The scientists also analyzed skin samples from the RDEB patients’ wounds, and found that skin cells in the wounds expressed high levels of IL-6. This supports the idea that the skin is a main source of IL-6 in RDEB.

High levels of the protein SAA also were found in blood and skin samples from RDEB patients, according to the researchers.

SAA is known to be produced by the activation of toll-like receptors — immune proteins that function as detectors for invading bacteria.

In a battery of further experiments in skin cells, the researchers showed that activating toll-like receptors led to increased production of both SAA and IL-6. The team further showed that SAA itself also could activate toll-like receptors, which triggered the production of more IL-6 and more SAA, which further activates toll-like receptors, and so forth.

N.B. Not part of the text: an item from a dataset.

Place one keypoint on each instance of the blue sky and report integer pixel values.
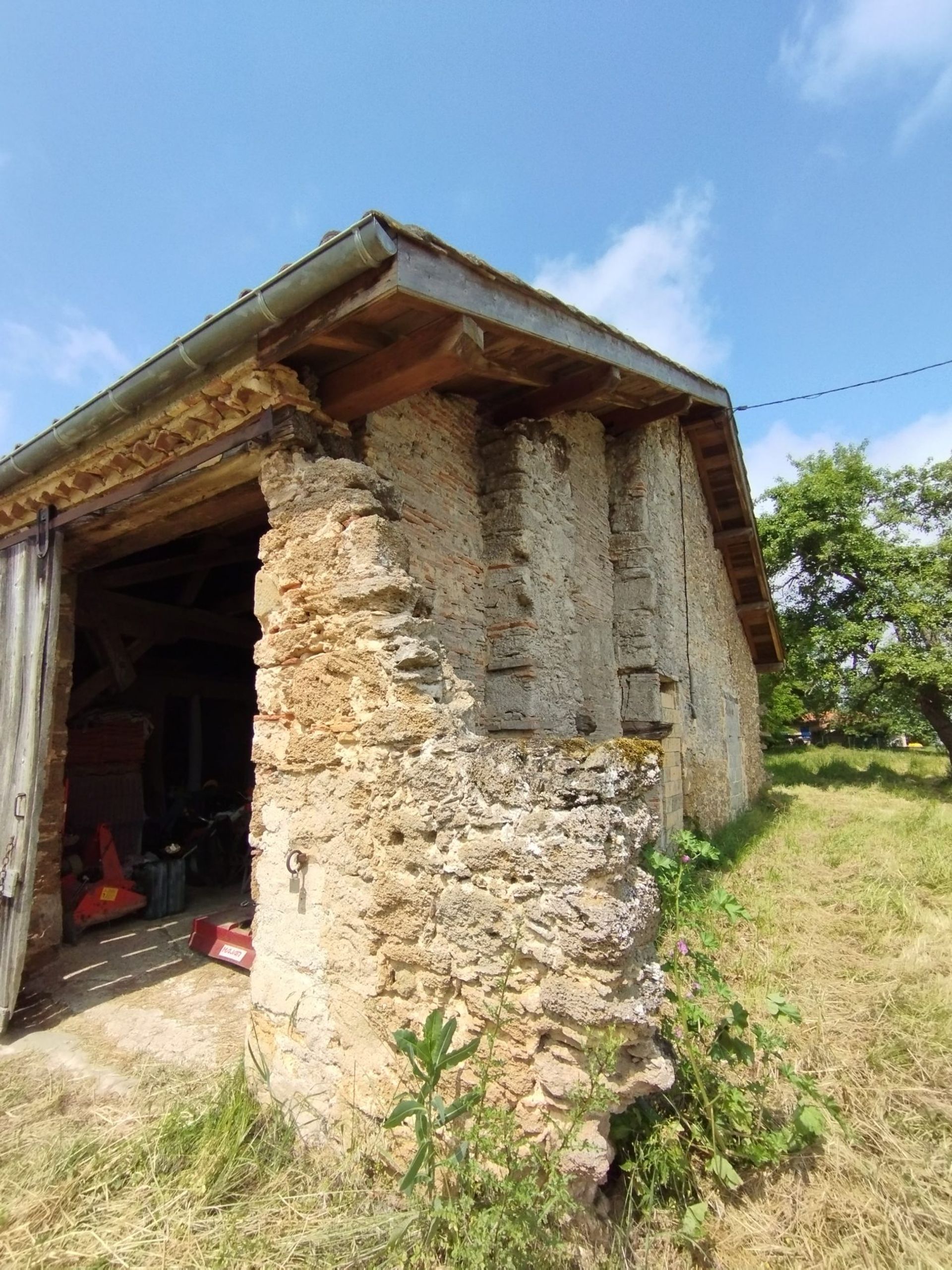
(762, 191)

Based on these findings, the researchers concluded that “the persistent expression of IL-6 and SAA in RDEB patients could be linked to continuous production of SAA” that leads to an “inflammatory feedback loop” in patients’ skin cells.

More research is needed, but the team noted that their findings “might help to find [a potential treatment] candidate to modulate inflammatory conditions of RDEB.”

One notable limitation of these cell studies, according to the researchers, is that they were done using cell lines, not cells from RDEB patients. Thus, further work is needed to confirm whether these findings are applicable in people with the disease.